Abstract

Completion of the genome assemblies of the first three Brassica napus genotypes provided a reference for genome evolution research, gene discovery, and breeding of Brassica crops—in particular the availability of a reference genome has greatly facilitated mapping of trait loci. After the previous chapters, this chapter provides future prospects on three aspects: (1) Structural genomics—The current B. napus reference genomes remain a great space for improvement. This is urgent need for at least one chromosome-level assembly should be achieved which corrects collapsed genomic regions such as highly repeated sequences from the previous versions. Highly structural variation also necessitated construction of a B. napus pan-genome which describes species-level structural variation in as much detail as possible.
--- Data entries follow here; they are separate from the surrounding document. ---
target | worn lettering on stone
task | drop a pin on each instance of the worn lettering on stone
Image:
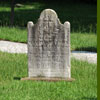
(49, 47)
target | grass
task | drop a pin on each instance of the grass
(79, 41)
(14, 66)
(83, 17)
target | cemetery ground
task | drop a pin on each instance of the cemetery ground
(14, 66)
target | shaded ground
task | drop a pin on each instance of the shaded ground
(13, 47)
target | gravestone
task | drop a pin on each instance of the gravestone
(49, 48)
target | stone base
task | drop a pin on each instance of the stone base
(48, 79)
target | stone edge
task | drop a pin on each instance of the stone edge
(47, 79)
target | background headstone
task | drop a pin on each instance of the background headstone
(49, 47)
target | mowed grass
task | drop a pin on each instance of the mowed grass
(14, 66)
(79, 41)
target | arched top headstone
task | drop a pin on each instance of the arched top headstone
(49, 46)
(48, 14)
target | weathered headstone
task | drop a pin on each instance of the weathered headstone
(49, 47)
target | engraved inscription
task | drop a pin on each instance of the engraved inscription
(47, 44)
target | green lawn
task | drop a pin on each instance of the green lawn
(79, 41)
(83, 19)
(14, 66)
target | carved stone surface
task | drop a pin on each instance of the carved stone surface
(49, 47)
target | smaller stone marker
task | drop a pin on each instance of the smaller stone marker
(49, 48)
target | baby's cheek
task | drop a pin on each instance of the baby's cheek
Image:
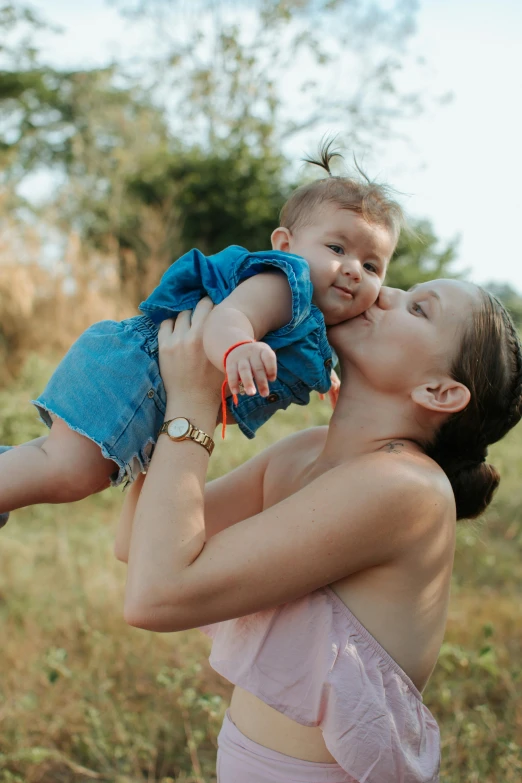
(367, 294)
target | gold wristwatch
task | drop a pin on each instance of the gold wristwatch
(179, 429)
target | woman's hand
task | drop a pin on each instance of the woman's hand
(184, 367)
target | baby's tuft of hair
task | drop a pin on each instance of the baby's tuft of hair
(372, 200)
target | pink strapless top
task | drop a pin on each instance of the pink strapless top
(312, 660)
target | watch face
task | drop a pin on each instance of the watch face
(178, 427)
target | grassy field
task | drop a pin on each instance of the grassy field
(84, 697)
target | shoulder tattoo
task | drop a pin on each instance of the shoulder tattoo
(395, 447)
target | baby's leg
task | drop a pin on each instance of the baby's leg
(61, 468)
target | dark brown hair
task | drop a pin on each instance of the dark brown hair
(489, 363)
(371, 200)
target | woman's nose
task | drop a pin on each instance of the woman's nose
(388, 297)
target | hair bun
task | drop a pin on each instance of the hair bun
(473, 482)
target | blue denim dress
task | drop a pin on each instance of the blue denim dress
(108, 386)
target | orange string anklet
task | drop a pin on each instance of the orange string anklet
(224, 386)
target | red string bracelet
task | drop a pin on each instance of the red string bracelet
(224, 386)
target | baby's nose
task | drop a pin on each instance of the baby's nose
(353, 268)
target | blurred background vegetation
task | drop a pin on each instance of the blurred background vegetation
(146, 159)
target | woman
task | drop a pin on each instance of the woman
(335, 546)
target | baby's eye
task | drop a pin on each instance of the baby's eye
(416, 308)
(337, 249)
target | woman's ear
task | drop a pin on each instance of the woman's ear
(281, 238)
(448, 396)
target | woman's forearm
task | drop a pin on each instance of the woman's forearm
(169, 524)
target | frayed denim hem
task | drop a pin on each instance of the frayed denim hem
(127, 471)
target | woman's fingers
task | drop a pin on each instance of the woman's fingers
(201, 312)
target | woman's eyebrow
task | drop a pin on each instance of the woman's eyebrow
(429, 291)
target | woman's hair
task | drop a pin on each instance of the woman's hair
(369, 199)
(489, 363)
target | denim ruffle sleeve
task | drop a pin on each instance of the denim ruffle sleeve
(195, 275)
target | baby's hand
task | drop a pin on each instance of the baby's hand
(333, 393)
(249, 362)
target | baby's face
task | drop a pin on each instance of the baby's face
(348, 258)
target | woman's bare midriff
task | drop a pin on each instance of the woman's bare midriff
(402, 604)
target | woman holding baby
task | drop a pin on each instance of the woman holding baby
(321, 568)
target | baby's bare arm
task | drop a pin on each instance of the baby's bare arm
(257, 306)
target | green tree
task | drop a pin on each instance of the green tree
(420, 257)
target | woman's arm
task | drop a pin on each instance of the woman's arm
(228, 500)
(346, 520)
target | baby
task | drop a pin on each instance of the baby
(105, 403)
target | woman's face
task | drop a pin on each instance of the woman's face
(407, 337)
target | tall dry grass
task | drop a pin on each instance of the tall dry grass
(84, 697)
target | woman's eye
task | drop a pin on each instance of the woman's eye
(337, 249)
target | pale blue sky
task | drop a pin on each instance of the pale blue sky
(463, 165)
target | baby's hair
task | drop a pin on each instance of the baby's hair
(360, 194)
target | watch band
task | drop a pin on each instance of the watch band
(193, 433)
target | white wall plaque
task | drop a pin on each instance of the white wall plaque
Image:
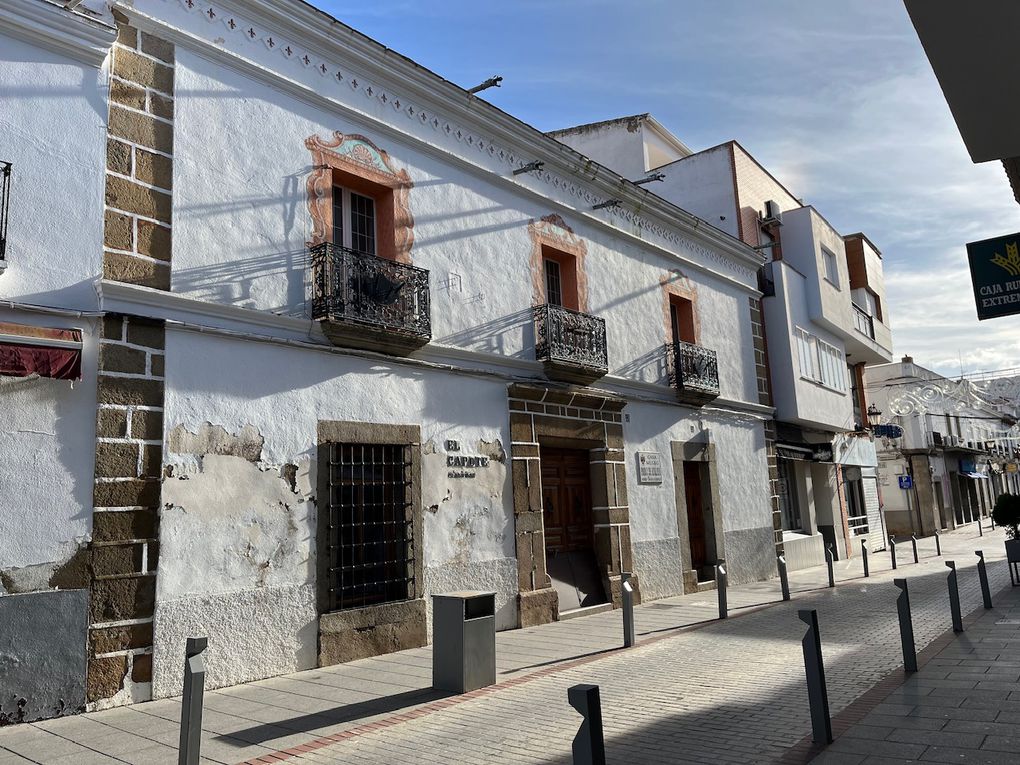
(649, 467)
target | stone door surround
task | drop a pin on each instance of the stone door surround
(579, 419)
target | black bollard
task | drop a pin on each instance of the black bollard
(627, 596)
(906, 627)
(589, 745)
(780, 562)
(982, 574)
(821, 724)
(954, 597)
(720, 585)
(191, 704)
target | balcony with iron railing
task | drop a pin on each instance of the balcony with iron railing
(570, 344)
(694, 371)
(863, 321)
(368, 302)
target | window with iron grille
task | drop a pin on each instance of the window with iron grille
(4, 205)
(369, 528)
Meanwhile, substantial improvement should be undertaken to the annotations of genomic composition and gene models, in order to provide a set of comprehensive annotations including non-coding RNA and alternative splicing transcripts. (2) Functional genomics—There are many ways for making use of the B. napus genome resources to assist genetics-related research. With genome resources and related technologies, one can further speed up discovery of molecular markers and functional genes by linkage mapping, association mapping, syntenic comparison approaches, and their combination (among themselves and with other omics data). (3) Genome evolution—This gives insight into allopolyploid B. napus genome origin, its dynamic genome structure variation, genetic diversity, and selection patterns. Insight into the processes of multiple cycles of “whole-genome duplication and subsequent diploidization”, such as structural variation and its underlying mechanism, patterns and origins of duplicate gene expression changes, the relative contributions of duplicate genes to trait expression, and asymmetrical recombination and selection between B. napus subgenomes and regional “hot” and “cold” spots, will broaden our understanding of B. napus polyploid genetic diversity and benefit breeding method innovation.